- Directed by: Lewis D. Collins
- Written by: Jack DeWitt Joseph F. Poland
- Produced by: Vincent M. Fennelly
- Starring: Wild Bill Elliott Myron Healey Phyllis Coates
- Cinematography: Ernest Miller
- Edited by: Sam Fields
- Music by: Raoul Kraushaar
- Production company: Silvermine Productions
- Distributed by: Monogram Pictures
- Release date: September 3, 1952 (Los Angeles);
- Running time: 69 minutes
- Country: United States
- Language: English

= Fargo (1952 film) =

1952 film by Lewis D. Collins

Fargo is a 1952 American Western film directed by Lewis D. Collins and starring Wild Bill Elliott, Myron Healey and Phyllis Coates.

==Plot==
After his brother’s murder by ruthless ranchers, Bill Martin uses barbed wire to construct a fence around the ranch that they had inherited from their father in the Dakota Territory. Amid tensions between ranchers and homesteaders, Bill receives the help of cattleman Loren McKenzie and his daughter Kathy.

==Cast==
- Wild Bill Elliott as Bill Martin
- Myron Healey as Red Olsen
- Phyllis Coates as Kathy MacKenzie
- Fuzzy Knight as Tad Sloan
- Arthur Space as Austin
- Jack Ingram as MacKenzie
- Robert J. Wilke as Link
- Terry Frost as Alvord
- Robert Bray as Ed Murdock
- Denver Pyle as Carey
- Tim Ryan as Sam
- Florence Lake as Maggie
- Stanley Andrews as Judge Bruce
- Richard Reeves as Bartender
- Gene Roth as Blacksmith
- I. Stanford Jolley as Farmer
- House Peters Jr. as Bill Martin's Brother
- Buddy Roosevelt as Henchman

== Production ==
The film’s working title was Barbed Wire, although a different Western film with that title was also released in 1952.

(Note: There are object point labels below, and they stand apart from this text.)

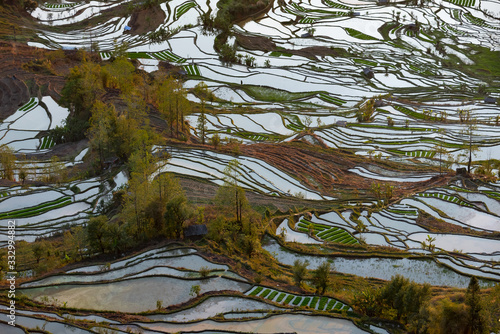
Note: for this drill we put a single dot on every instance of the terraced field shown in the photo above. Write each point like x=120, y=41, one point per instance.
x=383, y=85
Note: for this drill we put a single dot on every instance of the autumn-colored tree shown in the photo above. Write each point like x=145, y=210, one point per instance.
x=7, y=162
x=102, y=133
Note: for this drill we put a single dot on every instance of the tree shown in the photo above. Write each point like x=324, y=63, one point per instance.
x=321, y=278
x=231, y=193
x=450, y=317
x=299, y=270
x=476, y=321
x=119, y=74
x=468, y=143
x=405, y=297
x=83, y=86
x=97, y=233
x=7, y=162
x=38, y=249
x=102, y=132
x=166, y=101
x=176, y=213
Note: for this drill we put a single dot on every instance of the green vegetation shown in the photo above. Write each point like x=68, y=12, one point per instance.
x=179, y=11
x=37, y=210
x=269, y=94
x=327, y=233
x=358, y=34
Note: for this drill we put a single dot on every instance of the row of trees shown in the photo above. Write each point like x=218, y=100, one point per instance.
x=411, y=304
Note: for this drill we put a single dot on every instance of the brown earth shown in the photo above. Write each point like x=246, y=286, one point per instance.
x=20, y=77
x=323, y=170
x=265, y=44
x=146, y=20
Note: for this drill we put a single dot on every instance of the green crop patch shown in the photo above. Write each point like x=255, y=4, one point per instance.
x=326, y=232
x=322, y=303
x=359, y=35
x=167, y=55
x=138, y=55
x=37, y=210
x=331, y=99
x=280, y=297
x=265, y=293
x=47, y=142
x=289, y=299
x=335, y=5
x=192, y=70
x=306, y=301
x=256, y=291
x=314, y=301
x=182, y=9
x=30, y=105
x=272, y=295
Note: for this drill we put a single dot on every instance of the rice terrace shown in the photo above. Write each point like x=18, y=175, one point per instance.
x=256, y=166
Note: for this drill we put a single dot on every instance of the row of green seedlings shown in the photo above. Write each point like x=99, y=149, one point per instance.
x=448, y=198
x=331, y=99
x=463, y=3
x=307, y=20
x=327, y=233
x=138, y=55
x=47, y=142
x=192, y=70
x=366, y=62
x=37, y=210
x=278, y=54
x=335, y=5
x=295, y=123
x=64, y=5
x=105, y=55
x=425, y=72
x=409, y=212
x=477, y=21
x=168, y=56
x=183, y=9
x=359, y=35
x=453, y=30
x=318, y=303
x=420, y=154
x=412, y=113
x=30, y=105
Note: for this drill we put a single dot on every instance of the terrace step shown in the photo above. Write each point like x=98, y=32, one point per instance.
x=14, y=93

Fargo was shot at the Iverson Ranch and its sets were designed by the art director Dave Milton.

== Release ==
The film premiered as a second feature to One Minute to Zero in Los Angeles on September 3, 1952.

== Reception ==
In the New York Daily News, critic Dorothy Masters wrote: "Although the film sticks to the traditional format in charging a few renegades with promoting the reign of terror, 'Fargo' is a notch above most of its kind. Along with the inevitable fights and bullets there has been an attempt to get some human interest into the movie and some histrionics from its players."

==Bibliography==
- Blottner, Gene. Wild Bill Elliott: A Complete Filmography. McFarland, 2010.
- Martin, Len D. The Allied Artists Checklist: The Feature Films and Short Subjects of Allied Artists Pictures Corporation, 1947-1978. McFarland & Company, 1993.